5 top tips for people coping with anxiety
We regularly hear the word 'anxiety' but do we fully appreciate what anxiety is? Here we take you through the symptoms and offer our five top tips for coping...
Anxiety is a feeling of unease, nervousness or fear that we all experience from time to time. It may leave you feeling physically uncomfortable or tense, and when it’s more severe, the physical sensations can be very strong such as feeling sick, or feeling tightness in your chest.
It can also affect the way we think about things. When we are anxious, the world can seem like a frightening place, every situation can feel fraught with danger and your mind can take you to the 'worst case scenario' on a regular basis. With all this going on in your body and your mind, anxiety may start to affect your behaviour, for example you might avoid seeing people or going to certain places, you might start working late because you are anxious about completing tasks, or checking your emails late into the evening just in case you miss something.
How to cope with anxiety
Sometimes anxiety can become severe and it can take many different forms such as social anxiety, health anxiety, specific phobias, anxiety attacks, panic attacks and generalised anxiety to highlight a few, so if you are affected by anxiety don’t be afraid to ask for help.
Below are some tips for helping to cope with anxiety:
1) Breathe deeply
When we get anxious the body’s ‘fight or flight’ response is activated. This response is the body’s way of protecting you in a threatening situation. It is a series of changes in the body including the release of adrenaline and an increase in heart rate which are designed to help you be stronger (fight) or help you move faster (flight), all very useful if we are under attack, but not very useful if you are going to the supermarket for example. So just breathing deeply can help the body settle down to its more natural equilibrium. I think it is useful to imagine you are blowing up a balloon of your favourite colour. Take a deep breath in and notice how your stomach rises as you inhale which allows your lungs to take in maximum air, then let a long, slow, breath out as if you are filling your balloon with air, and do this three times.
2) Question your thoughts
Our mind can play tricks on us when we are anxious and our thinking can become distorted. For example, an abrupt email from your boss may lead you to think that you have made a mistake, or a friend failing to return a text may lead you to think that they are not talking to you. Before you accept the thought, which will undoubtedly fuel your anxiety, ask yourself is that anxious thought a “fact or an opinion?” If it is an opinion, you may be getting anxious for nothing.
3) Test it out
Often, when we get anxious about things, we are making a negative prediction about what will happen, for example I can’t go to that party on my own because no one will talk to me. If you make negative predictions, be like a scientist and test it out or how will you ever know if your prediction was right?
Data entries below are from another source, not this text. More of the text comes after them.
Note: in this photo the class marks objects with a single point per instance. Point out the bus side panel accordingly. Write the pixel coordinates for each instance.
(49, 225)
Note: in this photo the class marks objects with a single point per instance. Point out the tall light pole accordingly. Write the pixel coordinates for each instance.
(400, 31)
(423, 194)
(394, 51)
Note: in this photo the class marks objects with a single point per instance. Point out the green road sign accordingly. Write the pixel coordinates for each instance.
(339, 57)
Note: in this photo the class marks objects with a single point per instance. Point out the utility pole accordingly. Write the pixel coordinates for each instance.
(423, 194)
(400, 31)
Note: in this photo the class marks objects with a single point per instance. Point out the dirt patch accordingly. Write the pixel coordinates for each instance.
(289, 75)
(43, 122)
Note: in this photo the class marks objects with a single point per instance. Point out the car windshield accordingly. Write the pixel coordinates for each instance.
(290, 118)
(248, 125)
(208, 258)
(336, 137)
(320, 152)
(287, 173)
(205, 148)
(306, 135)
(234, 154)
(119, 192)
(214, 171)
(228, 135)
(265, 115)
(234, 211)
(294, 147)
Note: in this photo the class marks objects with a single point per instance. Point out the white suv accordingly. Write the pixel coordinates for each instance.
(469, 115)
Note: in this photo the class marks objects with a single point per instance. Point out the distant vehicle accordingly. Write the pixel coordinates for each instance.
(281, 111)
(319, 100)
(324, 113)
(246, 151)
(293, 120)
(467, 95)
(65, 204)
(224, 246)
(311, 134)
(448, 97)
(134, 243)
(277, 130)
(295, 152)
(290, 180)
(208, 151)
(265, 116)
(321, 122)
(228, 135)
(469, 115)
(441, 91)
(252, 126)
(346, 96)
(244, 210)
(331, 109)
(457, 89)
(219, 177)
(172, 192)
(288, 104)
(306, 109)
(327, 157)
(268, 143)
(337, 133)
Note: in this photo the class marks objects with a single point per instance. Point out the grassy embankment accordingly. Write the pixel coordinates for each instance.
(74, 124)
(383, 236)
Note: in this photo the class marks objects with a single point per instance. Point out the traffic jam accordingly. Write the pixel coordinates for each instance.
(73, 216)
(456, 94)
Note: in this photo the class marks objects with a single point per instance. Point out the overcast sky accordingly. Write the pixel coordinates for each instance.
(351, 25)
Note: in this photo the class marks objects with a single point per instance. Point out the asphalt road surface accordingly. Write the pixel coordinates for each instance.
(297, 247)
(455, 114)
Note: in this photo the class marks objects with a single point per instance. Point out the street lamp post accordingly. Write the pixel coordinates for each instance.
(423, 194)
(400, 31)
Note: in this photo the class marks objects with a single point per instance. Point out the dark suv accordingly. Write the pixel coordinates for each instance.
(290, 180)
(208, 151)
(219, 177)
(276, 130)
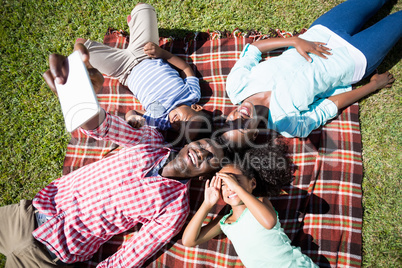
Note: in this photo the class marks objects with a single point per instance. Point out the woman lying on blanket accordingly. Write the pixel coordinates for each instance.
(252, 225)
(298, 92)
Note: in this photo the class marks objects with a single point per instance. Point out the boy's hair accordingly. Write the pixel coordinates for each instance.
(269, 165)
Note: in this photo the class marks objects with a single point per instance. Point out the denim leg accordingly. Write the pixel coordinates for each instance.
(376, 41)
(350, 16)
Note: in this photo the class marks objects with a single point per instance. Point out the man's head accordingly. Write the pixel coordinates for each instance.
(198, 158)
(189, 121)
(240, 128)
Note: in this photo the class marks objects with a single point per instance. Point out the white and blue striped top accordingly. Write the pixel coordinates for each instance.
(160, 89)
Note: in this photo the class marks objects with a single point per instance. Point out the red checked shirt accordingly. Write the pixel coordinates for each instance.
(90, 205)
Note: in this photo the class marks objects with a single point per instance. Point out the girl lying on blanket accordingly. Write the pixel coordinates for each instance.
(298, 92)
(252, 225)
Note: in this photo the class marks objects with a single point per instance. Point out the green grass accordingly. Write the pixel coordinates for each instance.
(32, 135)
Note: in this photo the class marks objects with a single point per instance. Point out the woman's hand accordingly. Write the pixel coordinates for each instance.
(304, 47)
(212, 191)
(383, 80)
(153, 50)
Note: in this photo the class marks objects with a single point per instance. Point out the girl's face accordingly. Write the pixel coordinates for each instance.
(236, 177)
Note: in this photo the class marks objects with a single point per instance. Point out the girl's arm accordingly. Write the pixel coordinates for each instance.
(377, 81)
(194, 234)
(154, 51)
(301, 45)
(262, 210)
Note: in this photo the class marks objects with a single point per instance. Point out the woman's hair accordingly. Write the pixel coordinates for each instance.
(269, 165)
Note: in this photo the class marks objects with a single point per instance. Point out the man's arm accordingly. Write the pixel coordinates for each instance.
(155, 51)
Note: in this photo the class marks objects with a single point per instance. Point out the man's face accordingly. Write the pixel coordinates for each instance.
(198, 158)
(241, 125)
(188, 120)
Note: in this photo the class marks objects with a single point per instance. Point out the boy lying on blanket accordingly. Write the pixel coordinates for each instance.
(169, 98)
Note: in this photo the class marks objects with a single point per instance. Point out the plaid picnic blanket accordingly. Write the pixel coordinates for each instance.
(321, 211)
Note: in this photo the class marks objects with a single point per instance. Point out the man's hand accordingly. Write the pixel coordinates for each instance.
(304, 47)
(383, 80)
(154, 51)
(212, 191)
(135, 120)
(58, 70)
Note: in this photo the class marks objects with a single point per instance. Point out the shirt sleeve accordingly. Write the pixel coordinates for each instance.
(301, 124)
(238, 76)
(116, 130)
(151, 237)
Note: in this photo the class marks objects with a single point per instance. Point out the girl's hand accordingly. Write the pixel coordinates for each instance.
(212, 191)
(229, 180)
(153, 50)
(303, 47)
(383, 80)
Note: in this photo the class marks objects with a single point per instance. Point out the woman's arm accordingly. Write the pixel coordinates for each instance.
(302, 46)
(194, 234)
(378, 81)
(155, 51)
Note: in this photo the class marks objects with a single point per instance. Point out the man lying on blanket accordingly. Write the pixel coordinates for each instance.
(73, 216)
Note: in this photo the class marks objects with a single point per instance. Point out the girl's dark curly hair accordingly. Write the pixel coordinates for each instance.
(269, 165)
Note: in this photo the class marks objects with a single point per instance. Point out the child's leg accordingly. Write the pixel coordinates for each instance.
(349, 17)
(376, 41)
(118, 62)
(112, 61)
(143, 29)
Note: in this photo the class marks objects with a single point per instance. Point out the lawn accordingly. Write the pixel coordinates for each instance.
(32, 134)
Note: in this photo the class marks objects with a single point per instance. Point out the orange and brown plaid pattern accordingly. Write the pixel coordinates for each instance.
(321, 211)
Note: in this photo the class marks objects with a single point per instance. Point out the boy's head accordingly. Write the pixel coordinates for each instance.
(190, 121)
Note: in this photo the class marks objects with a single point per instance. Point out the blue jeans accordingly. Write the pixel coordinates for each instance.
(375, 42)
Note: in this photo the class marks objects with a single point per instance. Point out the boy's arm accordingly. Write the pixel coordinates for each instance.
(154, 51)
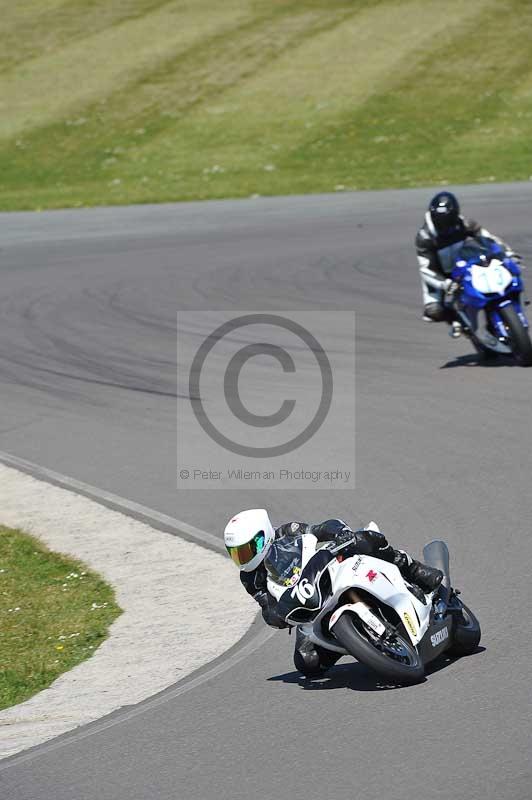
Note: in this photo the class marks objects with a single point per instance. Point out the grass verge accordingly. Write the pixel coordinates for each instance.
(54, 612)
(109, 102)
4) Don’t fall into the avoidance trap
Anxiety is an uncomfortable emotion and many people fall into the trap of avoiding the thing or situation they fear so that they don’t experience the anxiety, for example avoiding driving on a motorway because they fear being hit by a lorry. However, when you avoid situations, you are not dealing with the anxiety so life can become more and more difficult as you work hard to avoid all the things you fear, and eventually you may end up in a situation where you are trying to avoid more and more situations. Because you haven’t dealt with the fear, the anxiety feels even worse. So face your fear. You will feel anxious but if you repeatedly face it, your body adjusts to the thing you fear and your physical anxiety reduces. If facing your fear is daunting, try breaking it down into small steps, for example drive on a motorway for one junction, do this repeatedly until you notice your anxiety reduce, then increase it to two junctions etc.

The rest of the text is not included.